Monday, Oct. 12, 1959
The Kid Brother
With a multiplicity of presidential candidates for 1960, the Democratic Party has really done pretty well at appearing as a bunch of amiable folk at a social gathering. In fact, the dead-earnest maneuvering for position has often seemed more like a minuet, and remarkably rare is the occasion when one of the participants has voiced--in public--anything less than kindly thoughts of the rest. But last week a kid brother got into the act and started giving the dancers a hotfoot.
The kid brother was strapping (6 ft. 2 in., 200 Ibs.) Edward ("Ted") Kennedy, 27, serving as a sort of general evangelist for the candidacy of his eldest brother, Massachusetts' Senator John Kennedy (Jack Kennedy is 42; Robert Kennedy, who recently resigned as counsel for the Senate's labor-investigating McClellan committee, is 33). On a snowy night before a storm-braving audience of only 15 Young Democrats in the University of Denver's student Y.M.C.A. lounge. Ted Kennedy blissfully answered some blunt questions, unaware that a reporter from the Rocky Mountain News was in the room. Brother Jack, said Ted, is waging an all-or-nothing campaign to be the Democratic presidential nominee, and has no interest in the vice-presidential spot (as recently as last June, front-running Jack Kennedy privately said he would be willing to be Adlai Stevenson's running mate). The Democrats, he said, would be foolish if they nominated Stevenson, a "brilliant but ineffectual man," who would "make an admirable Secretary of State."

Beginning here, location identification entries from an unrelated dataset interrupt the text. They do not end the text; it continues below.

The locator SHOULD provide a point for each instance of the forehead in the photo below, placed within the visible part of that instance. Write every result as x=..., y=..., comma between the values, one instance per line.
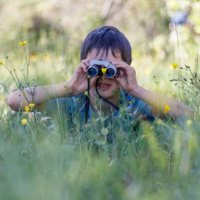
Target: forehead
x=102, y=54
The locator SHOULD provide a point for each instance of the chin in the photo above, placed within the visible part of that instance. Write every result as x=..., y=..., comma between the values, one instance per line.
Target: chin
x=108, y=94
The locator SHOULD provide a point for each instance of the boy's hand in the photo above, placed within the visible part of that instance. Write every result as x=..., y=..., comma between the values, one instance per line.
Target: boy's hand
x=127, y=77
x=78, y=83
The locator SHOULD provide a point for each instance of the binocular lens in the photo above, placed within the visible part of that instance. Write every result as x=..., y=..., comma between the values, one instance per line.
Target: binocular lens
x=110, y=73
x=92, y=71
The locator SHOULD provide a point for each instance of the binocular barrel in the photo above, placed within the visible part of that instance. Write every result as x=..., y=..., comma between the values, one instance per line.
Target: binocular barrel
x=95, y=69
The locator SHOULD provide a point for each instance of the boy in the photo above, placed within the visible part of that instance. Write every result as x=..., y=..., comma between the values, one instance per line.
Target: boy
x=108, y=45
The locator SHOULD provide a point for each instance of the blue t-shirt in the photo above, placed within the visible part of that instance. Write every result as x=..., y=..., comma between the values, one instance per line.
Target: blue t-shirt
x=74, y=108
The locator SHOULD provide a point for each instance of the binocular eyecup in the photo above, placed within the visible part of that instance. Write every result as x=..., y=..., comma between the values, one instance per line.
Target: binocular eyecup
x=99, y=68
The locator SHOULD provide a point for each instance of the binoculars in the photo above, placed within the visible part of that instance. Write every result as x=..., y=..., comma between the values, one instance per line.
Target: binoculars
x=102, y=67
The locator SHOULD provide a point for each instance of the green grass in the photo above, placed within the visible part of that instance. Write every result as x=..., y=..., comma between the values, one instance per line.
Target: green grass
x=45, y=160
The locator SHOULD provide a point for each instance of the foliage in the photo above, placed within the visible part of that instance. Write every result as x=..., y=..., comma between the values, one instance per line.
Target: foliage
x=41, y=158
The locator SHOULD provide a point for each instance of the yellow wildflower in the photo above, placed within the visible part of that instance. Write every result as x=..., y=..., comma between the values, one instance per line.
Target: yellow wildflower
x=31, y=105
x=174, y=65
x=103, y=70
x=23, y=43
x=26, y=109
x=166, y=108
x=24, y=122
x=2, y=62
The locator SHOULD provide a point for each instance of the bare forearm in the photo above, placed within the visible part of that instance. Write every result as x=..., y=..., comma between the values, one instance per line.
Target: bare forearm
x=159, y=102
x=38, y=95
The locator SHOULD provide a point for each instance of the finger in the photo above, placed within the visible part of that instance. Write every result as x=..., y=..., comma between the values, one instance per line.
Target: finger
x=94, y=80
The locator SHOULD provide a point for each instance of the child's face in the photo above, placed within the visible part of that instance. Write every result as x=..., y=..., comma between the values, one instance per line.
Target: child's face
x=107, y=87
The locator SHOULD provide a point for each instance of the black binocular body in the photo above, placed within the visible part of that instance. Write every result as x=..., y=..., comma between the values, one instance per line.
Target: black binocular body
x=95, y=69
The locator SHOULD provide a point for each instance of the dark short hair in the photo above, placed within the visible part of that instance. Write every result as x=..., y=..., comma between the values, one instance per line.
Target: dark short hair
x=105, y=38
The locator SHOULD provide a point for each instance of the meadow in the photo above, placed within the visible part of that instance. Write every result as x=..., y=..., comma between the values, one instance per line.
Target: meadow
x=42, y=158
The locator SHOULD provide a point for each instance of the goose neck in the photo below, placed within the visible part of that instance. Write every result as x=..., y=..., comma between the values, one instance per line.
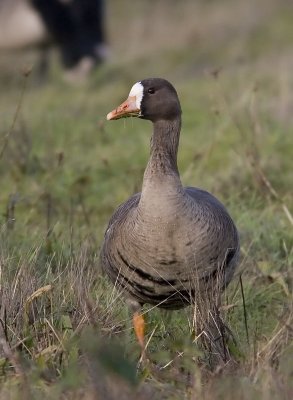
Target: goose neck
x=164, y=147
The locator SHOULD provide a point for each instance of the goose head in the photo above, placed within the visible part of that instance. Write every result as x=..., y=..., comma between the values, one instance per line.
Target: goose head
x=153, y=99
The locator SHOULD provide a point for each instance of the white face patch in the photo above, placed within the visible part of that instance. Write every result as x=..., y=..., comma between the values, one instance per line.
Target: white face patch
x=137, y=92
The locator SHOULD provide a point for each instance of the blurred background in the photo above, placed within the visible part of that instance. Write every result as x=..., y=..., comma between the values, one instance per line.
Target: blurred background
x=63, y=66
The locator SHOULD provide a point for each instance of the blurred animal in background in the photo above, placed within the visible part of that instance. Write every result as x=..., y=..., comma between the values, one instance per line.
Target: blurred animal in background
x=75, y=26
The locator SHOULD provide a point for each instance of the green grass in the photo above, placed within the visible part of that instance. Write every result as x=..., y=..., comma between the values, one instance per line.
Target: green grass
x=64, y=331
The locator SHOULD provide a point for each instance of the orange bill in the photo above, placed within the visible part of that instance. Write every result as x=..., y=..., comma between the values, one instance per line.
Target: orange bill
x=127, y=109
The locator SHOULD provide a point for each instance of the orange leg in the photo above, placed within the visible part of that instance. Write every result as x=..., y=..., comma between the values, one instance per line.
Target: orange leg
x=139, y=325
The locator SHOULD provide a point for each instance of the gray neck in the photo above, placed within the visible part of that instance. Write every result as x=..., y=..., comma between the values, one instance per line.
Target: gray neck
x=164, y=146
x=161, y=176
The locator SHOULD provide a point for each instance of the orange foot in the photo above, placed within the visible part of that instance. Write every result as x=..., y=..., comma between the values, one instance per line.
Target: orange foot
x=139, y=325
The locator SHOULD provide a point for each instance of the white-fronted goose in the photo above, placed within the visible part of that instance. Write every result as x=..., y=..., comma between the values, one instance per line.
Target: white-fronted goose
x=167, y=244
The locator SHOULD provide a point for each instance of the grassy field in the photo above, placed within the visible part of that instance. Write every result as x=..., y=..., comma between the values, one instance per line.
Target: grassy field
x=64, y=332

Of another Democratic hopeful, Ted Kennedy said that Missouri's Senator Stuart Symington "is not in a position of particular leadership, but in some people's opinion has the least against him." As for Minnesota's Senator Hubert Humphrey, Ted Kennedy dismissed him as a candidate who will "not be a significant threat in the convention."
After the News reported his remarks, young Lawyer Kennedy, who took his degree at the University of Virginia last June, began having some somber second thoughts. Adlai Stevenson ineffectual? Why, said Ted Kennedy, "I can't imagine my saying it."